The area of a rectangle is 247 cm2. If the lengthdecreass by 3 cm and the breadth increases by 3 cm, the rectangle becomes a square. Find the perimeter of the original rectangle

Let's denote the length of the rectangle as L and the breadth as B.

From the problem, we know that:

1. L * B = 247 cm^2 (since the area of a rectangle is length times breadth)

2. If the length decreases by 3 cm and the breadth increases by 3 cm, the rectangle becomes a square. This means that L - 3 = B + 3.

We can simplify the second equation to L - B = 6.

Now we have a system of two equations, and we can solve it step by step.

First, let's express L from the second equation: L = B + 6.

Now we can substitute L in the first equation: (B + 6) * B = 247.

This is a quadratic equation.
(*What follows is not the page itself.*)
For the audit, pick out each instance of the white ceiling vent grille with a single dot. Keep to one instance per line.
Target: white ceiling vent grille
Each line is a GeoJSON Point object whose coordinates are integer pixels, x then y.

If we open the brackets and bring all terms to one side, we get: B^2 + 6B - 247 = 0.

The solutions of this equation are the roots of the equation, which can be found using the quadratic formula: B = [-b ± sqrt(b^2 - 4ac)] / (2a), where a = 1, b = 6, and c = -247.

Calculating the discriminant (b^2 - 4ac) gives us 6^2 - 41(-247) = 36 + 988 = 1024.

The square root of 1024 is 32, so the solutions for B are: B1 = [-6 + 32] / 2 = 13 and B2 = [-6 - 32] / 2 = -19.

Since the breadth of a rectangle can't be negative, we discard the second solution. So, B = 13 cm.

Substituting B into the equation L = B + 6, we find that L = 19 cm.

Finally, the perimeter of the original rectangle is 2*(L + B) = 2*(19 cm + 13 cm) = 64 cm.